Background: I have 30 days data in 30 separate compressed files stored in google storage. I have to write them to a BigQuery table in 30 different partitions in the same table. Each compressed file size was around 750MB.
I did 2 experiments on the same data set on Google Dataflow today.
Experiment 1: I read each day's compressed file using TextIO, applied a simple ParDo transform to prepare TableRow objects and wrote them directly to BigQuery using BigQueryIO. So basically 30 pairs of parallel unconnected sources and and sinks got created. But I found that at any point of time, only 3 files were read, transformed and written to BigQuery. The ParDo transformation and BigQuery writing speed of Google Dataflow was around 6000-8000 elements/sec at any point in time. So only 3 source and sinks were being processed out of 30 at any time which significantly slowed the process. In over 90 minutes only 7 out 30 files were written to separate BigQuery partitions of a table.
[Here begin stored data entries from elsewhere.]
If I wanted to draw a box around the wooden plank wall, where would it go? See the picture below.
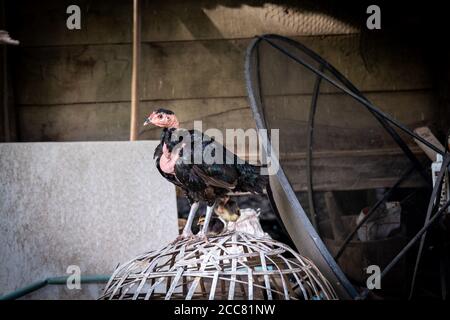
[11,0,442,190]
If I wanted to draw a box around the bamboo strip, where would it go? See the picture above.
[100,231,338,300]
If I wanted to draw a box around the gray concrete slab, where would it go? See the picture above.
[0,141,178,299]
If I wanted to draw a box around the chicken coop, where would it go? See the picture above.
[1,0,450,301]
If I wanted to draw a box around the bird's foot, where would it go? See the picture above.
[171,233,195,245]
[192,232,210,244]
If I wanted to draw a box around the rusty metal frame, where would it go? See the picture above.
[245,34,446,299]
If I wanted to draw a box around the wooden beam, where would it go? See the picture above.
[14,37,432,105]
[413,126,444,161]
[130,0,141,141]
[17,91,436,145]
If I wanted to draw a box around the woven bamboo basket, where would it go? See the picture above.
[99,231,338,300]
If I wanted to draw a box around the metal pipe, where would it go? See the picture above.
[245,37,359,299]
[409,153,450,298]
[358,197,450,299]
[306,67,323,231]
[261,36,444,157]
[0,275,110,300]
[259,35,431,187]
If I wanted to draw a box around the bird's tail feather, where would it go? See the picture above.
[237,164,269,194]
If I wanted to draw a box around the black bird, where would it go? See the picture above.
[214,197,241,225]
[197,197,241,236]
[197,215,226,236]
[144,108,268,241]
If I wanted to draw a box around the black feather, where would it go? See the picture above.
[156,108,174,115]
[154,121,268,205]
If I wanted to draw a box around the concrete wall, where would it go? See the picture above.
[0,141,178,299]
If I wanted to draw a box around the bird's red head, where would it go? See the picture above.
[144,108,179,128]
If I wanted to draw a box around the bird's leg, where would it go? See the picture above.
[196,201,217,241]
[172,202,199,244]
[217,216,228,234]
[183,202,199,236]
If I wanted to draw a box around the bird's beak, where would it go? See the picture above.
[144,112,157,126]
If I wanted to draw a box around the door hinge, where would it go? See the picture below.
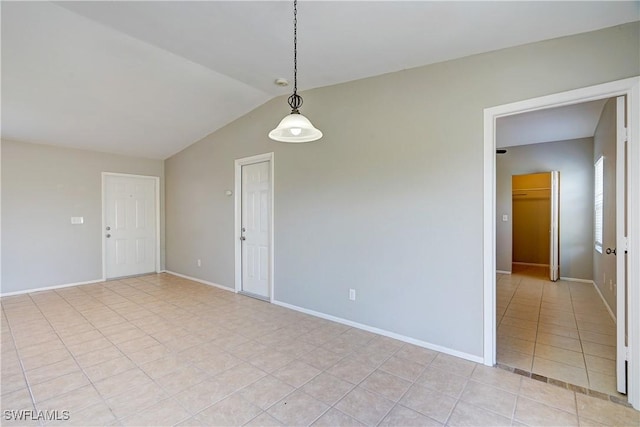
[623,127,629,142]
[624,236,629,252]
[624,346,630,361]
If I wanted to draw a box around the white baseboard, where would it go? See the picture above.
[559,277,593,284]
[272,299,484,364]
[513,262,549,267]
[164,271,234,293]
[496,270,511,275]
[590,281,616,323]
[0,279,104,297]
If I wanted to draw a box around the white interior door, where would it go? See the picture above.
[104,174,157,279]
[241,161,271,299]
[549,171,560,281]
[615,95,628,394]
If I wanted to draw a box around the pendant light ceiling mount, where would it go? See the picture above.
[268,0,322,143]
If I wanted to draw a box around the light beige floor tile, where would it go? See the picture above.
[394,344,438,366]
[213,362,266,393]
[0,387,34,411]
[37,384,102,414]
[459,380,517,418]
[120,397,191,426]
[584,354,615,376]
[536,332,582,352]
[105,382,168,420]
[379,355,425,381]
[29,371,89,403]
[296,347,344,371]
[470,365,521,393]
[519,377,577,414]
[429,353,476,377]
[326,356,376,385]
[193,350,242,376]
[93,368,154,399]
[245,411,285,427]
[588,371,620,396]
[447,401,511,427]
[399,384,457,423]
[515,396,579,426]
[582,341,616,361]
[272,360,321,388]
[498,335,535,355]
[196,394,262,426]
[535,343,586,369]
[240,375,295,410]
[538,322,580,339]
[310,408,363,427]
[266,390,329,426]
[498,316,538,331]
[498,324,537,341]
[335,386,394,426]
[249,350,297,373]
[379,404,441,426]
[414,365,468,398]
[1,372,27,396]
[360,370,411,402]
[173,377,235,414]
[532,357,589,388]
[576,393,640,426]
[45,402,116,427]
[84,356,136,383]
[301,372,354,406]
[579,330,616,346]
[24,358,81,386]
[497,348,533,371]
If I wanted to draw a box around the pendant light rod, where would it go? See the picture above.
[288,0,302,114]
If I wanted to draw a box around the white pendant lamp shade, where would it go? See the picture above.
[269,113,323,143]
[269,0,322,143]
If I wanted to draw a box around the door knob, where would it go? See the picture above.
[106,234,111,238]
[605,248,616,255]
[240,236,246,241]
[106,226,111,231]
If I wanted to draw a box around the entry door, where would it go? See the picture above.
[549,171,560,281]
[614,96,628,394]
[240,161,271,299]
[104,174,157,279]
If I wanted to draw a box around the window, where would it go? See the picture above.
[594,156,603,253]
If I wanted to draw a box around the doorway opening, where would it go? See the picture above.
[234,153,274,302]
[483,77,640,410]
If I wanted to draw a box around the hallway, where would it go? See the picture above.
[496,265,624,401]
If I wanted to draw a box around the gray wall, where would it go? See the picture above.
[496,139,594,280]
[593,98,617,312]
[166,23,639,358]
[1,140,165,294]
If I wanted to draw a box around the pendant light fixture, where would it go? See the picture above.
[269,0,323,143]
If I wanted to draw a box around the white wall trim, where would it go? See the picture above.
[483,76,640,410]
[559,277,593,284]
[496,270,511,275]
[234,152,275,302]
[0,279,104,297]
[164,271,234,293]
[273,299,484,364]
[590,280,617,323]
[101,172,161,281]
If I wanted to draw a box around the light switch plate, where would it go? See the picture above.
[71,216,84,225]
[502,214,509,222]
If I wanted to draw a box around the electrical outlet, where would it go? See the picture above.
[349,289,356,301]
[197,259,202,267]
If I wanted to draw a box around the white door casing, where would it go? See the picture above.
[103,173,159,279]
[549,171,560,282]
[616,95,628,394]
[483,77,640,410]
[234,153,274,301]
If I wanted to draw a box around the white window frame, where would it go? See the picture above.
[594,156,604,253]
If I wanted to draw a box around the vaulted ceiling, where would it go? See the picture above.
[2,1,638,159]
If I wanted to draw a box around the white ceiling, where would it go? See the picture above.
[496,99,609,149]
[2,1,638,159]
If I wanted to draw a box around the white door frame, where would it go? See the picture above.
[483,76,640,410]
[101,172,161,280]
[234,153,275,302]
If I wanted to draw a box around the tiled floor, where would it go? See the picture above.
[1,273,638,426]
[497,265,624,400]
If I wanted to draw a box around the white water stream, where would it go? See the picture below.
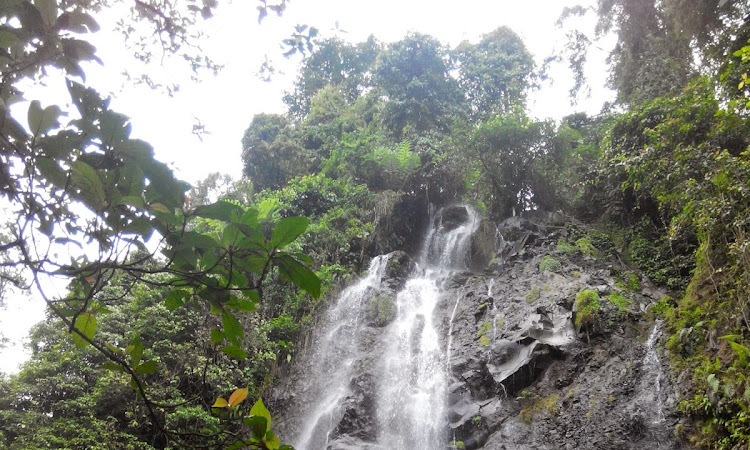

Experiment 2: Here I first read each day's data from the same compressed file for 30 days, applied ParDo transformation on these the 30 PCollections and stored these 30 resultant Pcollections in a PCollectionList object. All these 30 TextIO sources were being read in parallel. Now I wrote each PCollection corresponding to each day's data in the PCollectionList to BigQuery using BigQueryIO directly. So 30 sinks were being written into again in parallel. I found that out of 30 parallel sources, again only 3 sources were being read and applied ParDo transformation at a speed of around 20000 elements/sec. At the time of writing of this question when 1 hr had already elapsed, reading from the all the compressed file had not even read completely 50% of the files and writing to the BigQuery table partitions had not even started.
These problems seem to occur only when Google Dataflow reads compressed files. I had asked a question about its slow reading from compressed files(Relatively poor performance when reading compressed files vis a vis normal text files kept in google storage using google dataflow) and was told that parallelizing work would make reading faster as only 1 worker reads a compressed file and multiple sources would mean multiple workers being given chance to read multiple files. But this also does not seem to be working.
Is there any way to speed up this whole process of reading from multiple compressed files and writing to separate partitions of the same table in BigQuery in dataflow job at the same time?